出てくる女性のすべてはチューレン(タイ式ニックネーム)だとは言え、そのまま書いていますので、なおさらです。

しかし、10年経った今、もう当時の女性を知っている人たちもいなくなったと思いますので、仮名だったものを実際のチューレンに戻し、これを出したいと思います。

ちなみに舞台となっている町田の小さな売春地帯というのは、日本人の間では通称「田んぼ」と呼ばれていた「ちょんの間」の置屋群があった場所を指しています。

この場所は現在、きれいに消失して跡形もありませんが、それは本文に書いている通り、実際に火災に遭ったからです。火災は新しくできた建物で広がって、アイリーンがいた古い側では残ったのですが、現在はすべて取り壊されました。

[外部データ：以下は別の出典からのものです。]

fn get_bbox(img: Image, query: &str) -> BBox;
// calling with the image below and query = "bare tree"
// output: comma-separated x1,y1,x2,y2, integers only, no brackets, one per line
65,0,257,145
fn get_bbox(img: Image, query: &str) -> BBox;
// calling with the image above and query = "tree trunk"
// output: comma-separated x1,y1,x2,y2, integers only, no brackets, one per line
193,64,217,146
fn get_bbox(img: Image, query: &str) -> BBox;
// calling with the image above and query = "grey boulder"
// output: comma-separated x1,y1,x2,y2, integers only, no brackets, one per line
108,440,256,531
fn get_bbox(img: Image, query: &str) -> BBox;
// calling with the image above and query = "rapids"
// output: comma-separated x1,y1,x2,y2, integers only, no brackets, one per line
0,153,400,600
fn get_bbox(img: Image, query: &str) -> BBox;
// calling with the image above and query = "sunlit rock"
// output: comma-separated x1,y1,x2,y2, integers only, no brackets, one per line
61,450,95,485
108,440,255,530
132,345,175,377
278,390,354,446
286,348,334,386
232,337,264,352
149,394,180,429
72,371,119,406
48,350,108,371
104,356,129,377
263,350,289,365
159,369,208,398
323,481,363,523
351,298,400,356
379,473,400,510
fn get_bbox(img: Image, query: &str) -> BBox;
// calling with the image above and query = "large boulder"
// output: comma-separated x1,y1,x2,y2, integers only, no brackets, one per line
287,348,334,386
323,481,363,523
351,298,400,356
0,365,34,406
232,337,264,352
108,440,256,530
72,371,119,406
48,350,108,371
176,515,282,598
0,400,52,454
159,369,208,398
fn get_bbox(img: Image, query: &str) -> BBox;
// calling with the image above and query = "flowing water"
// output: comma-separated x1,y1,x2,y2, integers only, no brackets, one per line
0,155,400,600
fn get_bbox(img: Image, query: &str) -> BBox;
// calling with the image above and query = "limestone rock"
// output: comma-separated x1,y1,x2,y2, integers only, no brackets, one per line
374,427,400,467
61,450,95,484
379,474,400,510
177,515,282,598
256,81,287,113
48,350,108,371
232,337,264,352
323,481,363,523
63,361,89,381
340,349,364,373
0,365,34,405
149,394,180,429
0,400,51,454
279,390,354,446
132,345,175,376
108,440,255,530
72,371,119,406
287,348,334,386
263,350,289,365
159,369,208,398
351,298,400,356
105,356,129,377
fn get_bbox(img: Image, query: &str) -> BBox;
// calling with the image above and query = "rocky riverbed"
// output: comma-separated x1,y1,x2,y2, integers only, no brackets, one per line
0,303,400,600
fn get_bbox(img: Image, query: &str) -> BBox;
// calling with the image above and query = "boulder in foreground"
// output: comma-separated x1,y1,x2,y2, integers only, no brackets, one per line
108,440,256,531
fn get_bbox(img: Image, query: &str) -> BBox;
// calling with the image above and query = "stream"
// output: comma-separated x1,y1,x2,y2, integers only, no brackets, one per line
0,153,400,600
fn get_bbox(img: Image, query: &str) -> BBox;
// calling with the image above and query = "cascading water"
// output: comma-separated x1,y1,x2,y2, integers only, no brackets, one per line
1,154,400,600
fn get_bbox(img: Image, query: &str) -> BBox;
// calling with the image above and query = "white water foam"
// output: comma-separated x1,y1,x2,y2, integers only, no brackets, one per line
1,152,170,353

火災が起きたのがちょうど10年前、2004年2月3日です。だから、本当に10年前の話になるわけです。もしかしたら、ブラックアジアの読者でも、この現場を知っている人はいるかもしれません。

ブラックアジアの番外編として読んで頂ければ

ちなみに、題名にした「グッドナイト・アイリーン」というのは、実際にある唄の題名です。この唄はアメリカの民謡のような存在になっており、カントリーでもしばしば歌われるとても有名な唄です。

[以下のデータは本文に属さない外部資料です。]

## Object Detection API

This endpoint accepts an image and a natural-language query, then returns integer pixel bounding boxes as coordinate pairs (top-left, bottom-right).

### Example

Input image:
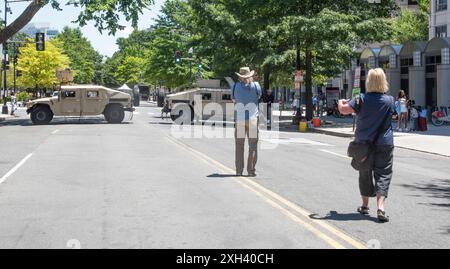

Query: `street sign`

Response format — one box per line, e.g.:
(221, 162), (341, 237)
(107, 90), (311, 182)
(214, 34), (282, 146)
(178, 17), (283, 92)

(56, 68), (73, 83)
(295, 70), (305, 83)
(36, 33), (45, 51)
(354, 66), (361, 88)
(352, 88), (361, 99)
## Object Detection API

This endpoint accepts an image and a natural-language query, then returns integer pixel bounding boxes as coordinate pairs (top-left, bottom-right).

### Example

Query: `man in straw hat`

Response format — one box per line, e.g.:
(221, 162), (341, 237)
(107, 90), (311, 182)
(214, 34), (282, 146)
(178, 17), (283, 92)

(232, 67), (262, 177)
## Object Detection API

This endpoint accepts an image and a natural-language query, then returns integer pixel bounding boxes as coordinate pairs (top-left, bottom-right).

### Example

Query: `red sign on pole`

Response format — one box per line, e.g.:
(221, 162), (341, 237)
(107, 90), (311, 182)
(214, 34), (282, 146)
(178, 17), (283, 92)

(295, 70), (305, 83)
(354, 66), (361, 88)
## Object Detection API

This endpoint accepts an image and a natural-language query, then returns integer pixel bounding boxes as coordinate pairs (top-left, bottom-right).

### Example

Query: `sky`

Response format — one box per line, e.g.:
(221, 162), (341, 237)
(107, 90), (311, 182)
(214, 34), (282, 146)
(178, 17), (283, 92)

(1, 0), (165, 56)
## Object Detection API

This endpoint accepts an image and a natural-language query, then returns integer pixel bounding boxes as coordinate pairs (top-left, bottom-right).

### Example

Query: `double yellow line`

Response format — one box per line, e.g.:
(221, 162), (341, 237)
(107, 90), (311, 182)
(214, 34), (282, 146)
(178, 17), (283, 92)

(166, 136), (367, 249)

このような感じのメロディです。YouTubeでも検索すれば聞けると思います。

アイリーンというのはこの小説の主人公の女性の名前ですが、彼女は本当に「アイリーン」というニックネームで町田という東京の郊外都市の小さな売春地帯で売春ビジネスをしていました。

彼女がこの唄を知っていたのかどうかは、分かりません。

彼女を失った後、私はたまにこの唄を聞くようになりました。そして、この歌を聴くたびに、彼女のことを思い出す。そして、彼女が日本語で囁く声を今も思い出すのです。

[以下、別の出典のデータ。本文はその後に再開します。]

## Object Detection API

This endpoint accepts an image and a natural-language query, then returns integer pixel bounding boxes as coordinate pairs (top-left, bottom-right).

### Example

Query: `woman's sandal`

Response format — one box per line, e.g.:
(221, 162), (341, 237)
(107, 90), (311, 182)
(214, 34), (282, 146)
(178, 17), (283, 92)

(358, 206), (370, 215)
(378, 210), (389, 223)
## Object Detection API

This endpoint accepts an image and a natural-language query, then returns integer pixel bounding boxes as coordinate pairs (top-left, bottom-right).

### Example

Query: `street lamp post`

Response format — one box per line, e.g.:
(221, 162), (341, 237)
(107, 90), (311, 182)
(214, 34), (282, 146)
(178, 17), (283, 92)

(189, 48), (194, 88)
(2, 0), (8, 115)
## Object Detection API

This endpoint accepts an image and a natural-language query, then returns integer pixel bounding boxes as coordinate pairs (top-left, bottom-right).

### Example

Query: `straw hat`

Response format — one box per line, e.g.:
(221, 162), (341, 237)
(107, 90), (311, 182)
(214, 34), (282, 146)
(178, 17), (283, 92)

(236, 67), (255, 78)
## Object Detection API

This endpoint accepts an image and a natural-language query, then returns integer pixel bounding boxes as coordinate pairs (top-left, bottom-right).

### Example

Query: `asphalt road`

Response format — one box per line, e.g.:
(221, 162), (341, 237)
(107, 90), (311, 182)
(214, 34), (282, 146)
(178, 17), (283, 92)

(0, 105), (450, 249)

私の原点は言うまでもなく、売春地帯の女性たちです。舞台は日本ではありますが、ブラックアジア「売春地帯をさまよい歩いた日々」の番外編として読んで頂ければ、嬉しく思います。

舞台となった町田のラブホテル街

かつての町田の小さな売春地帯があった場所。10年前、右はラブホテル、左は置屋だったが、もはやその面影はまったく消えてしまっている。
登場人物の一人がいつも立っていた場所。10年前はもっと荒んだ感じだったのだが、すっかり雰囲気が変わってしまった。
左の建物は、かつて置屋だったが、取り壊されて新しいビルが建っていた。アイリーンがいたのは、砂利状になった小道の奥の小さな建物だったが……。もう何も残っていない。
橋の角に「売春は違法行為です」という立て看板がある。今でもここで売春している女性がいるのだろう。